The CreateSchema module creates a schema seed based on a set of FASTA files with genome assemblies or CDSs. Brief description of the workflow:

  • If genome assemblies are given, the process starts by predicting CDSs for each genome using Pyrodigal. Alternatively, if FASTA files containing CDSs are provided (--cds parameter), the process skips the gene prediction step.

  • The CDSs identified in the input files are deduplicated and translated (CDS translation identifies and excludes CDSs that contain ambiguous bases and with length below the theshold defined by the --l parameter), followed by a second deduplication step to determine the set of distinct translated CDSs.
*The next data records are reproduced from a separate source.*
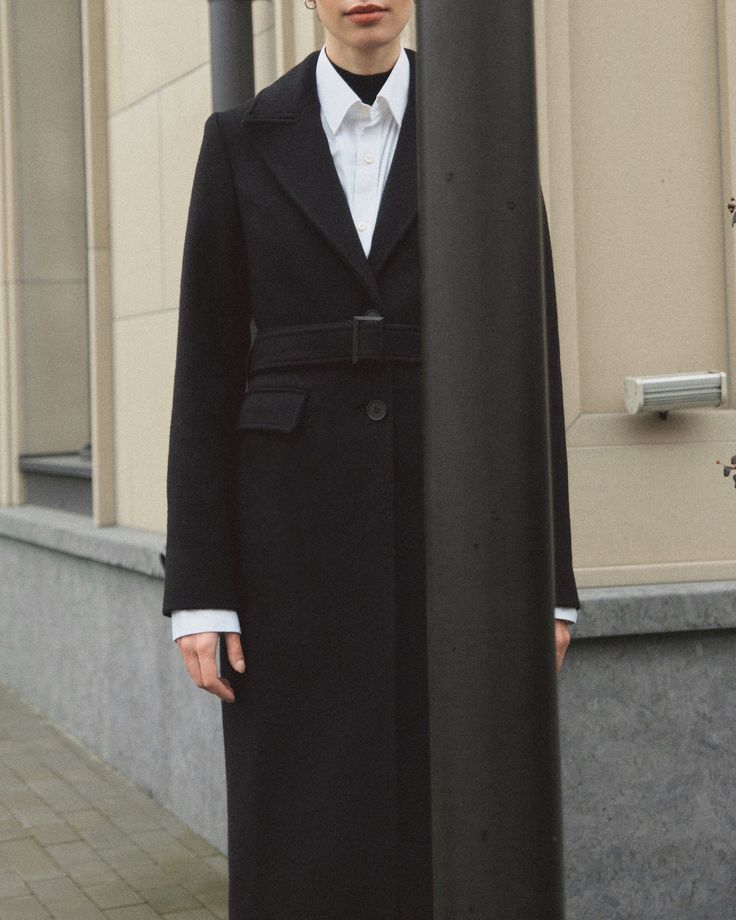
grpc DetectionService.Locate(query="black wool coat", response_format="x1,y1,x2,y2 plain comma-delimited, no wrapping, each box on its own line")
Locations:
164,53,578,920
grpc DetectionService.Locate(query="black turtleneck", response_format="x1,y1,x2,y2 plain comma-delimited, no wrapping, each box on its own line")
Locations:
327,58,391,105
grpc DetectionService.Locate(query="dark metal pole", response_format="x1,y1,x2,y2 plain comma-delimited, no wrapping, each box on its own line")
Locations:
417,0,564,920
209,0,255,112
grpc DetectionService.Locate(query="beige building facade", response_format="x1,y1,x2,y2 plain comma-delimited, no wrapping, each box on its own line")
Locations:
0,0,736,586
0,0,736,920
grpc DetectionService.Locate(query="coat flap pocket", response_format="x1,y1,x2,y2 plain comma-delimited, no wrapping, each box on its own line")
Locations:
238,389,309,432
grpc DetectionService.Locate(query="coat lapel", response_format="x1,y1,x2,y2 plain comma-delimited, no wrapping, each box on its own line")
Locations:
243,52,380,303
368,51,417,274
242,51,417,304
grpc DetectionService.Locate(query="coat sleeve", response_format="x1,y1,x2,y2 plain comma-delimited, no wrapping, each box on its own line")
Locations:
163,113,250,615
542,203,580,608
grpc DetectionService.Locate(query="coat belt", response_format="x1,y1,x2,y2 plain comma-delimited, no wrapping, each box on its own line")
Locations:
248,311,421,373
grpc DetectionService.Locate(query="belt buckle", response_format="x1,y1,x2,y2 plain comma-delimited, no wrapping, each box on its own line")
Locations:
353,310,384,364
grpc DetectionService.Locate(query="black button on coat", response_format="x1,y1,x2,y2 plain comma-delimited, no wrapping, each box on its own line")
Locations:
164,53,578,920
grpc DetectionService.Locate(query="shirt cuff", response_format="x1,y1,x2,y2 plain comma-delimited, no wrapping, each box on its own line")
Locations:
555,607,578,623
171,610,240,642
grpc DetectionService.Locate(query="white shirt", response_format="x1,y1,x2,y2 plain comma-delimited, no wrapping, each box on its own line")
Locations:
171,46,577,640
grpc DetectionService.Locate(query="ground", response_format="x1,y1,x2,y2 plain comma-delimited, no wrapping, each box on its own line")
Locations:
0,685,227,920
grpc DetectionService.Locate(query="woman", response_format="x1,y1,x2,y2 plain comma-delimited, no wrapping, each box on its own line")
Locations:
164,0,577,920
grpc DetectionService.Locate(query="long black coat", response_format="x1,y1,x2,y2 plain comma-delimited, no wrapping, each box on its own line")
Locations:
164,53,577,920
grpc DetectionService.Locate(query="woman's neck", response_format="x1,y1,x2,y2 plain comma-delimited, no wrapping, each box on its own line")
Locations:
325,33,401,74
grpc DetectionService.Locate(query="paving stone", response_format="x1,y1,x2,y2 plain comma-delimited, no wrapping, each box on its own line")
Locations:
166,825,220,856
28,876,83,906
0,870,31,900
15,805,66,829
84,879,144,909
105,904,161,920
108,806,161,834
46,840,97,869
64,808,105,831
28,774,89,813
140,885,202,914
206,853,228,878
0,838,64,880
79,815,132,850
67,859,117,885
0,685,227,920
97,837,145,866
108,859,167,891
160,908,216,920
0,818,28,841
2,750,56,783
130,830,195,866
0,897,51,920
28,820,79,846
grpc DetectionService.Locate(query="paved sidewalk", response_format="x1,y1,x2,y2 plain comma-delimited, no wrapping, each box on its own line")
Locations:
0,685,227,920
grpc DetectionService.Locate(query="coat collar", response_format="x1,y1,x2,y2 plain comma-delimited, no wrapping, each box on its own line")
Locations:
242,51,417,304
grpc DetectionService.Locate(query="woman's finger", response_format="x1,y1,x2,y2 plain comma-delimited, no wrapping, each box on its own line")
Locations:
197,645,235,703
555,620,570,674
176,636,202,687
223,633,245,674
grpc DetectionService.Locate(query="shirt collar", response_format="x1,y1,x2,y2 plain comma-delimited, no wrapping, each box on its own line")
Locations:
317,45,410,134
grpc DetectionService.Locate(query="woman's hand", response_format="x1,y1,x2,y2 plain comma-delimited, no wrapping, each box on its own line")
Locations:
555,620,570,674
176,632,245,703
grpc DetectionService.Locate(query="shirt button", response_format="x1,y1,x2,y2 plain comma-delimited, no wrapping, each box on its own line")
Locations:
365,399,388,422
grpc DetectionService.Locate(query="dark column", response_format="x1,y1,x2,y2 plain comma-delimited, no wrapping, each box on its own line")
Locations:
417,0,564,920
209,0,255,112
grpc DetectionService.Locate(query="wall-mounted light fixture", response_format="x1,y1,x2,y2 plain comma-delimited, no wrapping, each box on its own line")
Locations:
624,371,727,416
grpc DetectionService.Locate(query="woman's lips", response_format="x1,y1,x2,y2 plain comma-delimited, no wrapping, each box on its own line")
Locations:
345,4,386,25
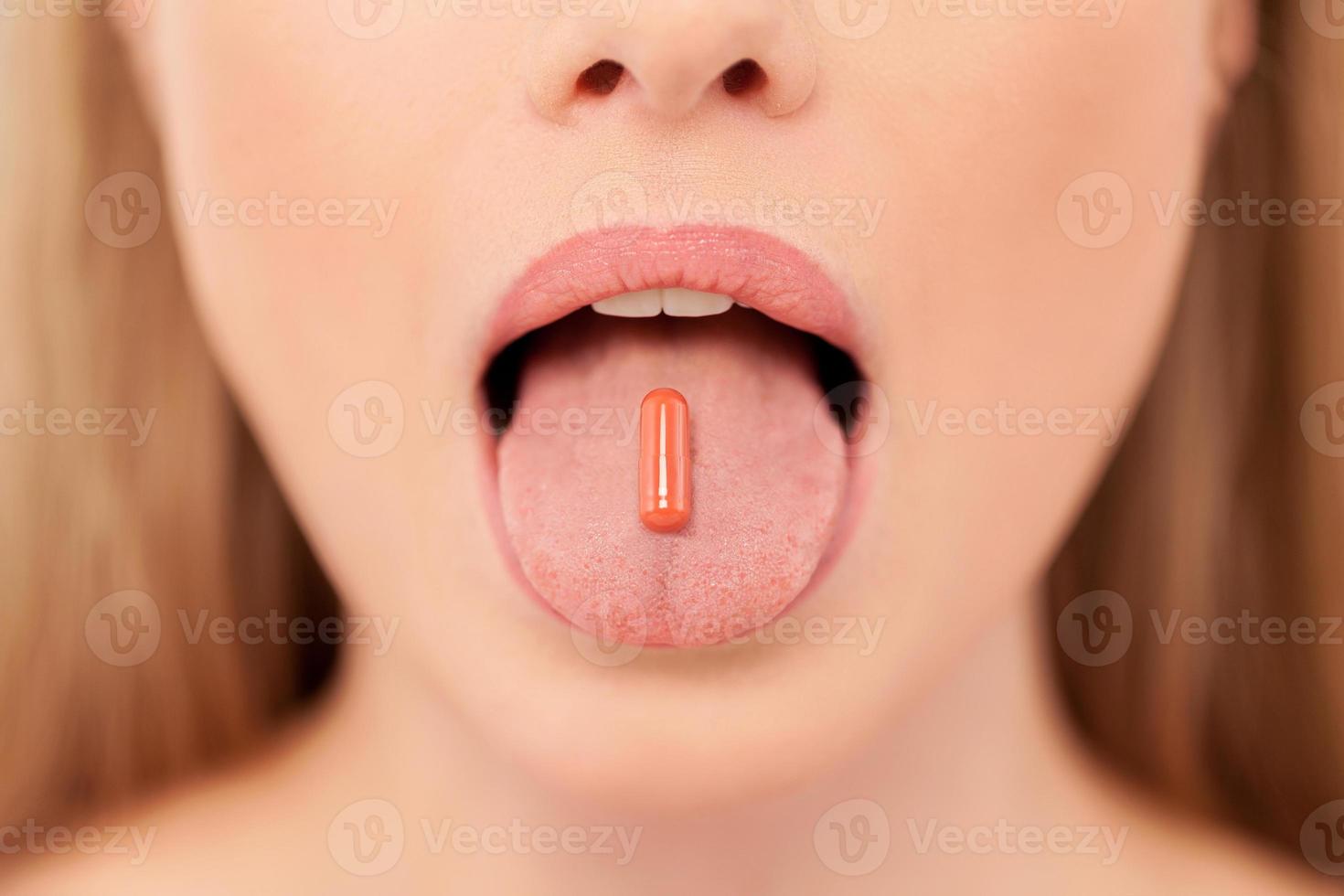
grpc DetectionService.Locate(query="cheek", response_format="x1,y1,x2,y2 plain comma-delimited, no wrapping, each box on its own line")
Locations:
806,0,1211,638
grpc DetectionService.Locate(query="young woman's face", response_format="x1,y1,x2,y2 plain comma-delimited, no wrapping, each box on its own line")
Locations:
128,0,1233,805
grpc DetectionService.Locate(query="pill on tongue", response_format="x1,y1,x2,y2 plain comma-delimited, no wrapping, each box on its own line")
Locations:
640,389,691,532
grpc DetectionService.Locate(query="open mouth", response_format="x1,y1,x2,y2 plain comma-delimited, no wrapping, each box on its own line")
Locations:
483,229,861,646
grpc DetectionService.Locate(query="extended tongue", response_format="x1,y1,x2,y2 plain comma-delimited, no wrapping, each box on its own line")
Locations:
498,309,847,645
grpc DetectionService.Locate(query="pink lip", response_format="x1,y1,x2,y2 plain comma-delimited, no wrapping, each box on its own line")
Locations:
485,226,861,370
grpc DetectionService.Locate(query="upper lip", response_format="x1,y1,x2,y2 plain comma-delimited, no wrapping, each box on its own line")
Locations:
485,226,861,370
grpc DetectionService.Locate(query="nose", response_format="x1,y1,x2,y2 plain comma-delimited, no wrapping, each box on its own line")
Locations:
527,0,817,121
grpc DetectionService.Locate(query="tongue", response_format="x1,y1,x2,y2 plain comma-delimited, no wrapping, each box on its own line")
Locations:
498,309,847,646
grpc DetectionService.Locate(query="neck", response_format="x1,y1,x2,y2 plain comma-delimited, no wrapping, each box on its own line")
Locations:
309,601,1124,893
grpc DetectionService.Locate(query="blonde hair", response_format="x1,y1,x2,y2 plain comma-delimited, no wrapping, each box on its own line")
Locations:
0,0,1344,870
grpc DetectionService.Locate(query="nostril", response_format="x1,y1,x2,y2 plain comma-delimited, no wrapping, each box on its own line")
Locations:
575,59,625,97
723,59,764,97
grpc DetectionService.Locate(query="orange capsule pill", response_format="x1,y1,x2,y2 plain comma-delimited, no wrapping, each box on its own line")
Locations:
640,389,691,532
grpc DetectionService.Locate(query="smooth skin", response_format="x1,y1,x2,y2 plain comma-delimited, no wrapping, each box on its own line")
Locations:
23,0,1333,895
The schema creation process creates the same hash tables used in the allele calling process to store information about the distinct CDSs and distinct translated CDSs.

  • The distinct translated CDSs are clustered based on the proportion of minimizers (minimizers selected based on lexicographic order, k=5, w=5) shared with representative CDSs. The largest or one of the largest CDSs is selected as the first representative CDS. New representative CDSs are selected when CDSs share a low proportion (<0.2) of minimizers with any of the chosen representative CDSs.

  • Non-representative CDSs that share a proportion of minimizers ≥ 0.9 with the cluster representative are considered to correspond to the same locus and are excluded from the analysis.

  • The proportion of shared minimizers between non-representative CDSs is determined to exclude CDSs sharing a proportion of minimizers ≥ 0.9 with larger CDSs.

  • Intracluster and intercluster alignment with BLASTp enable identifying and excluding CDSs similar to representative or larger non-representative CDSs based on a BLAST Score Ratio (BSR) ≥ 0.6.

  • Each remaining distinct CDS is considered to be an allele of a distinct locus. The process ends by creating a schema seed, which includes one FASTA file containing a single representative allele per distinct locus identified in the analysis.